Die Kanzlerin und Europa: Die europäische Bühne wird zur Falle für Merkel
Die Regierungen sind in der EU zu mächtig – das spürt Bundeskanzlerin Angela Merkel nun. Sie wirkt isoliert und ohnmächtig. Ein Kommentar.
Wenn von der Kanzlerin Angela Merkel einmal etwas in Erinnerung bleiben wird, dann nicht zuletzt auch dies: Bilder von endlos langen Brüsseler Gipfelnächten. Zu sehen sind fensterlose Räume, erschöpfte Spitzenpolitiker. Und mittendrin eine Frau, die eine unerschütterliche Kondition zu besitzen scheint.
Vom Klimaschutz über den Euro bis jetzt zur Flüchtlingskrise: Merkel ist nicht im Bundestag groß geworden, auf Marktplätzen oder in Talkshows. Ihre Bühne war und ist die der internationalen Konferenzen, der Treffen unter Regierungschefs. Wie eine Dompteurin wirkte sie da, die einen Zirkus voller Flöhe im Zaum hält.

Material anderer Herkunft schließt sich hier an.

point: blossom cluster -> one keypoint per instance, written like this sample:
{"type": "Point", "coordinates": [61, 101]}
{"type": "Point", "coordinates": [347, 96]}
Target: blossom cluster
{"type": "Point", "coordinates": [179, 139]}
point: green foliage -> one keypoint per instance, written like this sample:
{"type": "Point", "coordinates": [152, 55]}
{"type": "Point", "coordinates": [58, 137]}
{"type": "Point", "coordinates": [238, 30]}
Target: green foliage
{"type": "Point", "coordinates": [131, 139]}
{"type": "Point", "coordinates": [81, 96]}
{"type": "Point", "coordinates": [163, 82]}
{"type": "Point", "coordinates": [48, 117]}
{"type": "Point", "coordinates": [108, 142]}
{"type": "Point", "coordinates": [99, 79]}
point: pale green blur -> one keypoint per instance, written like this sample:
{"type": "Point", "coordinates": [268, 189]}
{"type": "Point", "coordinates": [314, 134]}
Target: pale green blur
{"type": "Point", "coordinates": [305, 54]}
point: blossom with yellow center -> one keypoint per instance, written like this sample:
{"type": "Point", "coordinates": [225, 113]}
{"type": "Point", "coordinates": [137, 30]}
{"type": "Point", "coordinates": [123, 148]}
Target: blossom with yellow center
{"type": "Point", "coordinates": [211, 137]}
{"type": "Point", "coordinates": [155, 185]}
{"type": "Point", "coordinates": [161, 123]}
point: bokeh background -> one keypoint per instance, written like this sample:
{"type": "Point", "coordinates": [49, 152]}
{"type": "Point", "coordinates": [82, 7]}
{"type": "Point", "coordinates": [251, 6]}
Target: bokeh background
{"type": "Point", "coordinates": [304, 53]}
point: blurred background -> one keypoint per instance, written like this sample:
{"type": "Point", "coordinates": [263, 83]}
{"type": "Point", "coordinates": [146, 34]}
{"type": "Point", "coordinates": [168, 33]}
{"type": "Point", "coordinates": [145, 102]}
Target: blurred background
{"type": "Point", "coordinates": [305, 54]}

Durchaus hart, aber herzlich. Zumindest legen das die Bilder nahe.
Zuletzt war das beim G-7-Gipfel in Elmau zu besichtigen. Das Foto, auf dem sie ihre Arme vor Barack Obama ausbreitet, die prächtige Alpenkulisse im Hintergrund, könnte einmal ikonenhaft für ihre gesamte Amtszeit stehen.
Schwer vorstellbar, dass Europa Merkel folgt
Doch so wohl sich Merkel auf dieser Bühne fühlte, so sehr wird sie ihr nun zur Falle. Schwer vorstellbar, wie die isolierte Kanzlerin ihren 27 Kollegen in der EU mit Argumenten nahebringen will, dass der im Alleingang beschlossenen deutschen Flüchtlingspolitik jetzt doch eine „europäische Lösung“ zu folgen habe.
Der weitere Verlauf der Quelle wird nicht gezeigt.